Projects: Empire State Building Gets Projection-Mapped To Aid Endangered Species
August 26, 2015 by Dave Haynes
I saw Twitter posts about how the Empire State Building in New York got projection-mapped earlier this month in a big public statement about protecting endangered species, but I was waiting on better pix and details before writing anything.
Got that stuff now.
On August 1st one side of the iconic skyscraper – 375 feet high and 186 feet wide- was subjected to a projection-mapping display put together between Obscura Digital and filmmaker-photographer Louie Psihoyos. The event used 38 of Christie’s Roadster projectors to light up 33 floors.
Says a news release:
The show, “Projecting Change: The Empire State Building,” presented a veritable “Noah’s Ark” of endangered animals, according to Psihoyos. Using photography from his colleagues at National Geographic, he produced a looping reel that included manta rays, birds, reptiles, lions, and even a gorilla that “climbed” to the top of the building. The multimedia production, which ran from 9 p.m. through midnight on Saturday, August 1, proved to be a “show stopper” on the streets of the city.
It is now a hit on YouTube, where the video has already garnered more than 100,000 views.

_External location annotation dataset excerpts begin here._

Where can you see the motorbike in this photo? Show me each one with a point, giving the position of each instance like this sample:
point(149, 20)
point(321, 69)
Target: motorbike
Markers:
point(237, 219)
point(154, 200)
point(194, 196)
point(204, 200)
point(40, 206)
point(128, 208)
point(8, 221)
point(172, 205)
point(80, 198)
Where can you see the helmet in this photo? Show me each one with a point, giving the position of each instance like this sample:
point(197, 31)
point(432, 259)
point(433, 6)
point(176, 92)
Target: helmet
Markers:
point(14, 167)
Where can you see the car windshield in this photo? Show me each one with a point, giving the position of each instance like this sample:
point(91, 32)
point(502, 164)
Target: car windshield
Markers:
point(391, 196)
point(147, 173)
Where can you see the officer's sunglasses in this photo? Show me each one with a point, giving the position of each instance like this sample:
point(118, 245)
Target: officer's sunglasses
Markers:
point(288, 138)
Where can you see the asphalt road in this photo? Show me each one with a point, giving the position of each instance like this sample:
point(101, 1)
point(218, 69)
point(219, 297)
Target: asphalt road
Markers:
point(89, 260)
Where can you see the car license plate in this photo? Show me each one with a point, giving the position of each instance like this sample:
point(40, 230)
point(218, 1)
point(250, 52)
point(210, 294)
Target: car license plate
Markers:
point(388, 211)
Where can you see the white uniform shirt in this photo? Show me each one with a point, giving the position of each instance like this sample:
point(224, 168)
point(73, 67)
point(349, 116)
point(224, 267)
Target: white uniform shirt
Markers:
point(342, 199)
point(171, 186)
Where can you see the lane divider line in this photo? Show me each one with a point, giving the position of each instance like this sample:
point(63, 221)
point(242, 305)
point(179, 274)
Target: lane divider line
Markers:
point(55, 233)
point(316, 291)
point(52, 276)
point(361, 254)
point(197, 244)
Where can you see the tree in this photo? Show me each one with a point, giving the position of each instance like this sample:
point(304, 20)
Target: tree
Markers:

“We call projection mapping presentations of this magnitude, ‘weapons of mass instruction,’” says Obscura’s Travis Threlkel, who worked closely with Psihoyos to stage “the most dramatic” event possible to bring attention to the world’s endangered animals. “It took us four years to finally bring Louie’s extraordinary vision to life, but we only had three hours to tell his story. As such, there was no second chance. We needed projection technology of the highest quality, performance and reliability, and for me, the only choice was Christie.”
The video is also instructive on the challenges of mapping buildings, as projecting light on a tower lined by windows means that light is just going right through the windows. You could ask all the tenants to pull the blinds,etc, etc, and good luck with that.
Solid, light surfaces NOT in the middle of a world capital make for better surfaces, but this is still an impressive feat.